Des ONG alertent sur la situation des migrants

Plusieurs ONG dont l'association tunisienne Beity ont appelé à prendre en charge "les migrants subsahariens laissés à l'abandon et vivant sous la menace sécuritaire''. D'après l'association, "ces derniers subissent une véritable chasse à l'homme allant jusqu'à leur expulsion et leur déportation aux portes du Sahara et dans des zones inhospitalières".

Jusqu'à l'heure, les autorités tunisiennes n'ont émis aucun commentaire officiel à ce sujet. Tandis que le président tunisien Kaïs Saïed a réfuté "les accusations de racisme envers les migrants subsahariens, tout en réaffirmant que la Tunisie n'était pas une terre de transit".

Aucun moyen de les aider puisque tout Tunisien souhaitant secourir ou héberger un réfugié risque d’être poursuivi en justice, selon la loi antiterroriste, le décret-loi 54 et autres dispositifs juridiques.

Demandeurs d’asile et réfugiés fuyant les guerres, ils ont compris que la Tunisie n’est pas disposée à être une terre d’accueil après le discours du président tunisien, Kaïs Saïed, qui a annoncé, fin février 2023, des mesures urgentes contre ‘’les masses incontrôlées et des hordes de migrants clandestins en provenance de l’Afrique subsaharienne ayant comme objectif de transformer la composition démographique de la Tunisie’’.

S’exprimant à Anadolu, Faouzi Masmoudi, procureur de la République et porte-parole du Tribunal de première instance de Sfax 1, est revenu sur le meurtre du Tunisien, indiquant ‘’que trois suspects ont été arrêtés et qu’une enquête a été ouverte pour homicide volontaire avec préméditation, conformément aux articles 201 et 202 du Code pénal’’.

‘’L’arrivée des migrants à Sfax a accentué la tension, provoquant des rixes entre habitants locaux et clandestins. Avant, on faisait uniquement face aux incidents liés au naufrage des embarcations au large de la ville. Alors qu’aujourd’hui, nous assistons à des scènes de violence.

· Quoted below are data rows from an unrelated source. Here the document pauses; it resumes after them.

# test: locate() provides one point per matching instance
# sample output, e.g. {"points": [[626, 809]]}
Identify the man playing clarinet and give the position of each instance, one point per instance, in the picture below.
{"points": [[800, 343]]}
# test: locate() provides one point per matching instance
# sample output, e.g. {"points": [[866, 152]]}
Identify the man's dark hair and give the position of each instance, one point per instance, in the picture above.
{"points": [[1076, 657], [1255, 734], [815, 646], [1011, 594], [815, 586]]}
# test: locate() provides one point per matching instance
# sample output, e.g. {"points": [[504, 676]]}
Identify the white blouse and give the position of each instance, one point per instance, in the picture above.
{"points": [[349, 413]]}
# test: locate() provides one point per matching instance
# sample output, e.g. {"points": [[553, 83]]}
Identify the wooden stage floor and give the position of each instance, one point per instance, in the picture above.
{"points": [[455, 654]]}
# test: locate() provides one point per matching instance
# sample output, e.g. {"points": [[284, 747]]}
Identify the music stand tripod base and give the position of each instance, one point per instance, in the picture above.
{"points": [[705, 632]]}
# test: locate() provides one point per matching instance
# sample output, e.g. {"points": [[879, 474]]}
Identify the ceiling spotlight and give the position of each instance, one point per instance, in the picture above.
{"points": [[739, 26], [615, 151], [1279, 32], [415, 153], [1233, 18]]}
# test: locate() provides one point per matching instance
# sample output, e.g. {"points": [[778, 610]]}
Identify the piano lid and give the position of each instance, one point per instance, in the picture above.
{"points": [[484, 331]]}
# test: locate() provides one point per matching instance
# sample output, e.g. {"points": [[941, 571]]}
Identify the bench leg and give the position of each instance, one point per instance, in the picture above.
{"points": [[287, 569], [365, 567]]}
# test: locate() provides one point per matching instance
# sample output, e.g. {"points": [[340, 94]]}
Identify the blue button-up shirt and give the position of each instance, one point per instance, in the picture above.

Les habitants dénoncent la présence de nombreux ressortissants africains subsahariens souhaitant partir vers l'Europe’’, a-t-il expliqué.

Rien ne semble dissuader les candidats à l'immigration irrégulière, prêts à emprunter des chemins dangereux, malgré les naufrages et les tragédies en Méditerranée, rien que pour rallier l’Europe, qui ne cesse de proposer son propre plan contre la migration illégale.

*La Tunisie et l'Union européenne, main dans la main, pour lutter contre la migration clandestine

Le 16 juillet courant, la Tunisie et l'Union européenne ont signé un mémorandum d'entente sur un "partenariat stratégique global" entre les deux parties dans plusieurs domaines, notamment la promotion du commerce et la lutte contre la migration irrégulière, et dont la valeur dépasse les 750 millions d'euros.

La présidente du Conseil italien, Giorgia Meloni a qualifié ce mémorandum d'entente, d'étape importante vers la mise en place d'un partenariat effectif entre les deux parties pour faire face à la crise migratoire en Méditerranée.

De leur côté, le Forum tunisien pour les droits économiques et sociaux (Ftdes, organisation non gouvernementale) ainsi que des groupes solidaires avec les migrants ont dénoncé, lors d’un rassemblement de protestation l’arrivée de Meloni en Tunisie, estimant que la visite de la Première ministre italienne en Tunisie ‘’s’inscrit dans la même logique des politiques de pression et de chantage exercées par l’Union européenne à l’encontre de Tunis’’.

En colère, les protestataires ont brandi des pancartes et des banderoles sur lesquelles ils ont écrit: ‘’Migrer est un droit’’ et ‘’Arrêtez la chasse aux migrants’’.

Rappelons que plus de 36 000 personnes sont arrivées en Italie par la Méditerranée depuis le début de l’année, contre environ 9 000 durant la même période en 2022, selon le ministère italien de l’Intérieur.

Malgré les drames successifs, les migrants continuent de tenter la traversée de la Méditerranée, coûte que coûte.